Que fait le petit oiseau quand sa mère revient ? En entendant la voix de sa mère, il en ressent de la douceur et il fait la fête. Après que la mère a déposé la nourriture dans sa bouche, il se blottit sous l’aile maternelle pour
- se réchauffer, se protéger des intempéries de l’air et se reposer en sûreté. Oh ! Combien est agréable pour le petit oiseau de se tenir sous l’aile maternelle !

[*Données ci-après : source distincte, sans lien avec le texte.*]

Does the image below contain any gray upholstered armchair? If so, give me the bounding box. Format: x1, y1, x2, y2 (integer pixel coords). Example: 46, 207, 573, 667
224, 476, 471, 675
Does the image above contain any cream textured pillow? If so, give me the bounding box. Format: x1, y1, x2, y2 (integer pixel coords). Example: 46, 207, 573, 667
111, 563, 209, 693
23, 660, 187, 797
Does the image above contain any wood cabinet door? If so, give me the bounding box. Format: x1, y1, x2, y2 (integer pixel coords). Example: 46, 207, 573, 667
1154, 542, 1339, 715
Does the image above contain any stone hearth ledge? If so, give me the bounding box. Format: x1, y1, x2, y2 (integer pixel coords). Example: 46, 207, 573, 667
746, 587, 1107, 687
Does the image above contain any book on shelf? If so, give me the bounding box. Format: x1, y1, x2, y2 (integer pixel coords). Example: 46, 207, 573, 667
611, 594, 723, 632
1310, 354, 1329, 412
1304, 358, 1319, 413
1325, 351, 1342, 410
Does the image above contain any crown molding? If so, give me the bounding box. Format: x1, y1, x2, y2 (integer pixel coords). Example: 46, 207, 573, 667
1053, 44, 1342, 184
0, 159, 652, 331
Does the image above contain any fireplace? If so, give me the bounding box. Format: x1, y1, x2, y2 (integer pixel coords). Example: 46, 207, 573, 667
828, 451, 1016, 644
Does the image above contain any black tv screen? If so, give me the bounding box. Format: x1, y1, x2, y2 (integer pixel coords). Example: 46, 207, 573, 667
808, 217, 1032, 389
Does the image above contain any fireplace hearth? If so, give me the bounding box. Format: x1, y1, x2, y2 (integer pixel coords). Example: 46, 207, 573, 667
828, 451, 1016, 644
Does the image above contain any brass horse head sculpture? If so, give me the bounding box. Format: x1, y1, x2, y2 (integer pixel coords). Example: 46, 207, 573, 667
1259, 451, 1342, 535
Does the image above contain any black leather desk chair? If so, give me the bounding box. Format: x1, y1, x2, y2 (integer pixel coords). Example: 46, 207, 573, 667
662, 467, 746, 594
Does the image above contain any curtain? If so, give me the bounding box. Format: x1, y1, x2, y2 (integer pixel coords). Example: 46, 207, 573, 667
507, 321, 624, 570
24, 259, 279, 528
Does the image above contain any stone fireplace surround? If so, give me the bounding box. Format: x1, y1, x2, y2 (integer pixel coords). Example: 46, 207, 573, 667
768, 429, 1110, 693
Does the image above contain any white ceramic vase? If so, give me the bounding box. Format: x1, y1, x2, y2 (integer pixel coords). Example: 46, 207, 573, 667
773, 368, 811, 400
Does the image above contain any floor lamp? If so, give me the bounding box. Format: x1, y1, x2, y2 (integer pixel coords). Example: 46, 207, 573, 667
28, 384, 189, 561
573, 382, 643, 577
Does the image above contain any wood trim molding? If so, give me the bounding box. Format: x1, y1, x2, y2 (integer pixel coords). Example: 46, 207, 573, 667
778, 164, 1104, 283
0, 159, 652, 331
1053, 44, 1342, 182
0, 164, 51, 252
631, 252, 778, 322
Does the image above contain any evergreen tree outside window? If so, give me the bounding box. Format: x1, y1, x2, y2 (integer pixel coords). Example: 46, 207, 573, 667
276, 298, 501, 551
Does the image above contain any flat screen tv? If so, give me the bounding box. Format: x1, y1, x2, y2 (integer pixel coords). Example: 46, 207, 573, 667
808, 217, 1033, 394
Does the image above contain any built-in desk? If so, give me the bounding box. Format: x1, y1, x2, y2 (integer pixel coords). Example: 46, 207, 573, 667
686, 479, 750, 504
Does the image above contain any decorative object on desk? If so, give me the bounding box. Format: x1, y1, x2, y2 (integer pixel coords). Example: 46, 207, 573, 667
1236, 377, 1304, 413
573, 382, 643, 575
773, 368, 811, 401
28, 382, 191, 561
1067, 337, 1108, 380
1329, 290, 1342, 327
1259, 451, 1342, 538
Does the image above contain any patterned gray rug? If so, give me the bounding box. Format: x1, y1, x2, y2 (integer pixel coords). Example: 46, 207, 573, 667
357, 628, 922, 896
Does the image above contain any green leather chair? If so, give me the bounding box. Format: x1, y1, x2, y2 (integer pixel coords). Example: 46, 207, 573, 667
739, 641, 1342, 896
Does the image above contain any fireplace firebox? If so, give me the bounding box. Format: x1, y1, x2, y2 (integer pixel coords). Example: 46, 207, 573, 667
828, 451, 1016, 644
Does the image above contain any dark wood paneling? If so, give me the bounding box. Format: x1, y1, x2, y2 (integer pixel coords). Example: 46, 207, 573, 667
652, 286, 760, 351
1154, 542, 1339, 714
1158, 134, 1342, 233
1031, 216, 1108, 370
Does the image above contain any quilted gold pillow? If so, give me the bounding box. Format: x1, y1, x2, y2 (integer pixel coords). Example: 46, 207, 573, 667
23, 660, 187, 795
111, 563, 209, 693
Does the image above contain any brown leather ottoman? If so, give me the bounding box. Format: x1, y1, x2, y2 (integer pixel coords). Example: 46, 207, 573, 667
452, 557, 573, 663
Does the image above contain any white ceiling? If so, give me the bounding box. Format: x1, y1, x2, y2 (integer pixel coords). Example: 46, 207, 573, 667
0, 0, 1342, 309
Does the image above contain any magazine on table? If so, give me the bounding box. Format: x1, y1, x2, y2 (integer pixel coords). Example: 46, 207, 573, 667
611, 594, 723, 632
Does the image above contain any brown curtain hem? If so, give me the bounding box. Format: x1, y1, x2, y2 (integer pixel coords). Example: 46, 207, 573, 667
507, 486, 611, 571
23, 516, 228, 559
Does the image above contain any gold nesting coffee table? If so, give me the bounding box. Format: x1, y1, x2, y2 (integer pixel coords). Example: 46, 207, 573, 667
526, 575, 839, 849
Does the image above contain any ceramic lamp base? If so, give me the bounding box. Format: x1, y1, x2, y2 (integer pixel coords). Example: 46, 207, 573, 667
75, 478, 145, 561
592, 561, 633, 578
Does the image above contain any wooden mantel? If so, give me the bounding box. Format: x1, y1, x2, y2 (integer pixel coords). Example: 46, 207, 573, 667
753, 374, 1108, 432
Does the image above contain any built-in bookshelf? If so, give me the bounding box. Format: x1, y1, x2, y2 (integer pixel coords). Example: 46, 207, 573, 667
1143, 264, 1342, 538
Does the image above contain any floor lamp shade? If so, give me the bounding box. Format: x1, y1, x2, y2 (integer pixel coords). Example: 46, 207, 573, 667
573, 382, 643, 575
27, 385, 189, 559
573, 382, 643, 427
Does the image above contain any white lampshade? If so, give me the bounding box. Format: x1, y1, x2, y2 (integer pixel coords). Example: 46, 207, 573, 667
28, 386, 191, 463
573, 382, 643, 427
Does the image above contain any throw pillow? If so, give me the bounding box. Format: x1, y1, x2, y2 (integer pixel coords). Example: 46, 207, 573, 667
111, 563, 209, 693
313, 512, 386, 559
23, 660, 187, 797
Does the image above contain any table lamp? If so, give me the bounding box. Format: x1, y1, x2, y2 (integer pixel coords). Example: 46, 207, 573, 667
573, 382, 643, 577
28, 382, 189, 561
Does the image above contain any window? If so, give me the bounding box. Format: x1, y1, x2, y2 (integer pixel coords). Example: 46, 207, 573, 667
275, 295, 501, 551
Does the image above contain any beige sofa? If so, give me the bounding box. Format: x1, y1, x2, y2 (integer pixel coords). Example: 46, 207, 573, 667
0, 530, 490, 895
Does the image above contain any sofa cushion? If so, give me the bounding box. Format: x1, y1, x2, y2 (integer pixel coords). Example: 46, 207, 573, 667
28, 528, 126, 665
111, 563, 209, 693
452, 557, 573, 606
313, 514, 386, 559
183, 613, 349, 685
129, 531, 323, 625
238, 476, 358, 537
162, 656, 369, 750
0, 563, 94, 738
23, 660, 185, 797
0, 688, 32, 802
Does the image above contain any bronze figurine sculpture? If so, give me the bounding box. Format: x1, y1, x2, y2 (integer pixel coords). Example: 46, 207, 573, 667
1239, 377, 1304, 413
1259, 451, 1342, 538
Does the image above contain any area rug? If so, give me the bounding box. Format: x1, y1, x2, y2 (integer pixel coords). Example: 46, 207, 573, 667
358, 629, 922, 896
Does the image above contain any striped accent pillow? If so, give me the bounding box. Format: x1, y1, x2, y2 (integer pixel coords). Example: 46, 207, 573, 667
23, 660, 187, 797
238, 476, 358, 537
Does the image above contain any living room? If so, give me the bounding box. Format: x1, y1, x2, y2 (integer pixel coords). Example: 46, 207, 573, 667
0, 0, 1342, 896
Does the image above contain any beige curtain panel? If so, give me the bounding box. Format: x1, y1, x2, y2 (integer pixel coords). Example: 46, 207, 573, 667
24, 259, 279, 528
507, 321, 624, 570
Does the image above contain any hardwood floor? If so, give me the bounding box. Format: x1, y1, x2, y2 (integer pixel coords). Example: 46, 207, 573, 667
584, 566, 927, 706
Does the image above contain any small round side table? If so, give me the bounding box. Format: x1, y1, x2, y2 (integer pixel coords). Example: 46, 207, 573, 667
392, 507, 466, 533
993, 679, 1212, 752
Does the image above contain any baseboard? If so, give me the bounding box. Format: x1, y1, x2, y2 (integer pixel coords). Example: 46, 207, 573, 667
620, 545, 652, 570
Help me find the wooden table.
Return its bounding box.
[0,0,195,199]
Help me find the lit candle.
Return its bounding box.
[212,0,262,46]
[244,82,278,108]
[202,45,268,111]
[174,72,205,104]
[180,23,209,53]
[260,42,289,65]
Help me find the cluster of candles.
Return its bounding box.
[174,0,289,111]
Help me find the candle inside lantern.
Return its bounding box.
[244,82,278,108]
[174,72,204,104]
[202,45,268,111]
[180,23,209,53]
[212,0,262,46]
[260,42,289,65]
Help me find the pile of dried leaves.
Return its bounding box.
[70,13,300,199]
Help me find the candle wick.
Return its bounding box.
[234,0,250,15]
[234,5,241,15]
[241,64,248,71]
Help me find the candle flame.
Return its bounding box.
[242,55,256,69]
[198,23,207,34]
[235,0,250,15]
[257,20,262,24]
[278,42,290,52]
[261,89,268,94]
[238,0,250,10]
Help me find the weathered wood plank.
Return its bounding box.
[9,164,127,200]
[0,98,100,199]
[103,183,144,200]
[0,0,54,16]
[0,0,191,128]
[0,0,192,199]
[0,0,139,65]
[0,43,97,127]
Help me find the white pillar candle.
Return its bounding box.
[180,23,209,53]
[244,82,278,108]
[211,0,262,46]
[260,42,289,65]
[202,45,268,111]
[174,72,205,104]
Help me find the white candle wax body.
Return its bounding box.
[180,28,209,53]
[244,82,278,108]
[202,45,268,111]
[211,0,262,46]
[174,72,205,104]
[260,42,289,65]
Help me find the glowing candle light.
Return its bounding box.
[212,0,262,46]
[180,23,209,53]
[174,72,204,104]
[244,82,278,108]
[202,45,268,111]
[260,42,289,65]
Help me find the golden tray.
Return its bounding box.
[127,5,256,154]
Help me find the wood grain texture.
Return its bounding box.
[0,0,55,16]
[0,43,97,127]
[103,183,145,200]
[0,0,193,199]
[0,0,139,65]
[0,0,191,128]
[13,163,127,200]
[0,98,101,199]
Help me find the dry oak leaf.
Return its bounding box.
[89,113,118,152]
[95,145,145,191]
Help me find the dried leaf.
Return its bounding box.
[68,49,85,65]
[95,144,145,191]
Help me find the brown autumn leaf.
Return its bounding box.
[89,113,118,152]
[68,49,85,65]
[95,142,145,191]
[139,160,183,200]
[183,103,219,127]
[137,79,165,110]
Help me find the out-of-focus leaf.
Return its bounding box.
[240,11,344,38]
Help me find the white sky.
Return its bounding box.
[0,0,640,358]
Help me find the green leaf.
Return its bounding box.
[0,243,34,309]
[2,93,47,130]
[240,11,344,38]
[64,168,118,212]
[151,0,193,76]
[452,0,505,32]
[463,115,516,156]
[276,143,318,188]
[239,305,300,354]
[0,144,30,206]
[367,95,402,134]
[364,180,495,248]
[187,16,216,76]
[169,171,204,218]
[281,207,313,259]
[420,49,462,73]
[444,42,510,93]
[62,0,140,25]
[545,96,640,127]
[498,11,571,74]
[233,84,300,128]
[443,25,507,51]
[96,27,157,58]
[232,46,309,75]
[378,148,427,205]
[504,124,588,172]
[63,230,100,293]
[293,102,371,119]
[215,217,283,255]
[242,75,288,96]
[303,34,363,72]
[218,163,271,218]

C’est ce que tu es pour Moi. Tu es l’aile
- sous laquelle Je Me réchauffe,
- qui Me redonne des forces,
- qui Me défend. Tu Me permets de Me reposer en sûreté. Oh ! Comme il M’est agréable de demeurer sous cette aile ! »
Cela dit, Jésus disparut. Quant à moi, j’étais toute confuse et pleine de honte, sachant combien je suis mauvaise.
Mais l’obéissance a voulu accroître ma confusion en m’obligeant d’écrire cela. Que la très sainte Volonté de Dieu soit faite toujours.